Он еще раз проверил крепления на лыжах, махнул рукой медицинской сестре местной больнички Насте Большаковой, которая встретила его за поскотиной, за большой деревней Устье, вытянутой овалом, — черными срубами изб, амбарами, баньками вдоль озе­ра, плоского, засыпанного снегом...

— Мне из города звонили, незнакомый голос был, думала, что разыгрывают меня, а это о вас беспокои­лись. Больничка у нас маленькая, медпункт просто, врача, если надо, по телефону вызываем. У нас два телефона в деревне, один в сельсовете, один у нас, — охотно рассказывала Настя, разглядывала его легкую спортивную одежду, хлопчатобумажную голубую ша­почку с длинным козырьком, наушниками. В такой шапочке голова никогда не потела, и он любил наде­вать ее, отправляясь на лыжные вылазки, оставляя дома сшитый из выделанной собачьей шкуры жаркий тяжелый серый треух.

Неосторожный вы, кто так по тундре ходит, — мягко выговаривала ему Настя.

Она шла впереди него, показывая дорогу, оборачи­валась, улыбалась, поправляя льняные, под пуши­стым платком, волосы.

Он смотрел на круглое русское лицо Насти, ра­дуясь новой встрече с еще одним человеком, апрель­скому желтому небу, не чувствуя усталости от пути. Слушал мягкий говор этой еще полчаса назад незна­комой ему женщины, которой, видимо, было за три­дцать, но немного за тридцать, замечал под дымчатой беличьей шубкой у завернутых белых валенок шерстя­ные вязаные чулки, представлял ее жизнь в деревне, с мужем, с детьми.

Переночуете на больничной кровати, любую вы­берете, там у меня пусто, у нас в деревне не болеет никто, просто очень здоровые люди, — удивлялась На­стя. — А утром дальше пойдете. Я бы вас к себе до­мой пригласила, да муж в городу, вам проще одному будет.

Вы откуда родом, Настя? — торопливо спра­шивал он, ждал ответ, который знал, потому что сра­зу различал местные северные особенности речи, да и не только северные, гордясь своим слухом, чутко­стью к слову, тем, что и сейчас не пропустил это «в городу», неправильное и милое, еще раз напомнив­шее, что он опять на Севере.

Местная девка-те, — смеялась Настя. — Даром училась, обратно прикатила после медучилища, куда деваться.

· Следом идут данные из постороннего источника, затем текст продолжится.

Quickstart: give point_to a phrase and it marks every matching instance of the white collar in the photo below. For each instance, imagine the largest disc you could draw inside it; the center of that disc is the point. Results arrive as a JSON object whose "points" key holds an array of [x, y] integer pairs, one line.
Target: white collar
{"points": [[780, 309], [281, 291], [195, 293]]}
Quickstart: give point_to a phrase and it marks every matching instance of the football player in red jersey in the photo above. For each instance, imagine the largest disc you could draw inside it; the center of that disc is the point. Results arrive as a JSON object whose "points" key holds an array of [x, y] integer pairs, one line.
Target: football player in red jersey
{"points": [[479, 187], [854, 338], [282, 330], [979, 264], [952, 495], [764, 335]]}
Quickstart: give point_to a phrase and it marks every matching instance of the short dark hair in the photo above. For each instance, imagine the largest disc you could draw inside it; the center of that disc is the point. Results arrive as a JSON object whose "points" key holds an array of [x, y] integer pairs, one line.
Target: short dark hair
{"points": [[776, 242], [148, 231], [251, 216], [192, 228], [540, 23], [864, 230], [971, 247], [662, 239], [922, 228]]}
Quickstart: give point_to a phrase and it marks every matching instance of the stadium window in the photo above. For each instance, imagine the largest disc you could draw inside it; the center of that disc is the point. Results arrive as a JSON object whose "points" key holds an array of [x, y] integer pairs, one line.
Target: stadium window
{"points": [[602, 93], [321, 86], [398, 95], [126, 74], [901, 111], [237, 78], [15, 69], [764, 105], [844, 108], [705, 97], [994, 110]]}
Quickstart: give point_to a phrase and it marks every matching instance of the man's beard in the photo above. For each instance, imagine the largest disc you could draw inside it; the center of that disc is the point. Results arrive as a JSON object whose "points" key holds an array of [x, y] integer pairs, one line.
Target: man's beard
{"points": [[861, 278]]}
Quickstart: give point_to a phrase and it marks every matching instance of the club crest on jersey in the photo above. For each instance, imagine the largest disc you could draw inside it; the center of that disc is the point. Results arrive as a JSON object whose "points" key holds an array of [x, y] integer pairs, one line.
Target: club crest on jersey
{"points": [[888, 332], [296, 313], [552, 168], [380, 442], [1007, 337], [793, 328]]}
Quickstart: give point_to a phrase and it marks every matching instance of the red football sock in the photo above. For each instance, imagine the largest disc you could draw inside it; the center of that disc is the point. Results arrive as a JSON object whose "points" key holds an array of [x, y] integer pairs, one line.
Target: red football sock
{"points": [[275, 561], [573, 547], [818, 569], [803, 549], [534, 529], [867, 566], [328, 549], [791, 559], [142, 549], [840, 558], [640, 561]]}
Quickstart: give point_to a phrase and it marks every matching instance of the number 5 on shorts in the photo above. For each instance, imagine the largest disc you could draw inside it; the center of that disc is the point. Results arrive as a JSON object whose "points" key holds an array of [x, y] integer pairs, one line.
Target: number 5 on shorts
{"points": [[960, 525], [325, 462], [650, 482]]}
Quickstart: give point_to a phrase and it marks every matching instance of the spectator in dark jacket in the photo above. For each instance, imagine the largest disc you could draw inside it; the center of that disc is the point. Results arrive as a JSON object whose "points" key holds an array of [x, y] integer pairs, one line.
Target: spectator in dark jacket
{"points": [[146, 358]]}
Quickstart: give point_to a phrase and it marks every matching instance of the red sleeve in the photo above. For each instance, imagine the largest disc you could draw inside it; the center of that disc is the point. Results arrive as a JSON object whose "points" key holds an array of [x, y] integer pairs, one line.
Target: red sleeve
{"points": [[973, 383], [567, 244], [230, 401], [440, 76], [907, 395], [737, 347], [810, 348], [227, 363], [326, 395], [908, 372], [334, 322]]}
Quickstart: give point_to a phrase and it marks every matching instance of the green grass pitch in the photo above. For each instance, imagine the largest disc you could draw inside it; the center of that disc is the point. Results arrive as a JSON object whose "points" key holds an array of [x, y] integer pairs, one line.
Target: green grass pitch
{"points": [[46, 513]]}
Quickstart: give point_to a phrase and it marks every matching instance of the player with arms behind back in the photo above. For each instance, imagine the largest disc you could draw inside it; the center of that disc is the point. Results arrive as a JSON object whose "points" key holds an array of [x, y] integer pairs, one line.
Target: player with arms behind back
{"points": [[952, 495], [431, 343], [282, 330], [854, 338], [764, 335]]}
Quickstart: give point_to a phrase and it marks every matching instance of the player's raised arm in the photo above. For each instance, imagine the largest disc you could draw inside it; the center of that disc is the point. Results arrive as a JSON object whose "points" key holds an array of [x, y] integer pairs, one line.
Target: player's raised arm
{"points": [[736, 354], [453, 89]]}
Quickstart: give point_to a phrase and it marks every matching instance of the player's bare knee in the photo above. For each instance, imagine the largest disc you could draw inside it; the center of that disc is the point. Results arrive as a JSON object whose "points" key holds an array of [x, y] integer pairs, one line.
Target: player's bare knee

Во-во! — с готовностью подхватывал он. — Куда деваться? Это точно, это правильно! Хорошо у вас, — с искренним изумлением оглядывал он Настю.

Зимой скучно, — говорила Настя. — Летом хо­рошо.

А‘ мужу вашему, верно, с вами никогда не скучно, — с привычным напором острил он, видел тонкий румянец на щеках Насти, алые цветочки гера- нек на окнах в избах, растрепанную бороду за герань- ками, детское личико, старуху на протоптанной к ко­лодцу тропе.

У колодца низкорослый парень поил из ведра за­пряженную в развалистые сани лошадь, лошадь опу­скала мягкие губы в воду, поднимала большую голо­ву, капли падали с губ в ведро; парень, не дожидаясь, пока лошадь напьется, выплескивал воду на снег, па­дал боком в сани, усаживался на корточках, выстав­лял из-под засаленного дубленого полушубка литые матовые галоши. Лошадь, широко выбрасывая в сто­роны передние копыта, брала с места наметом, па­рень валился спиной в задок саней, где лежала сереб­ряными замороженными брусками речная рыба.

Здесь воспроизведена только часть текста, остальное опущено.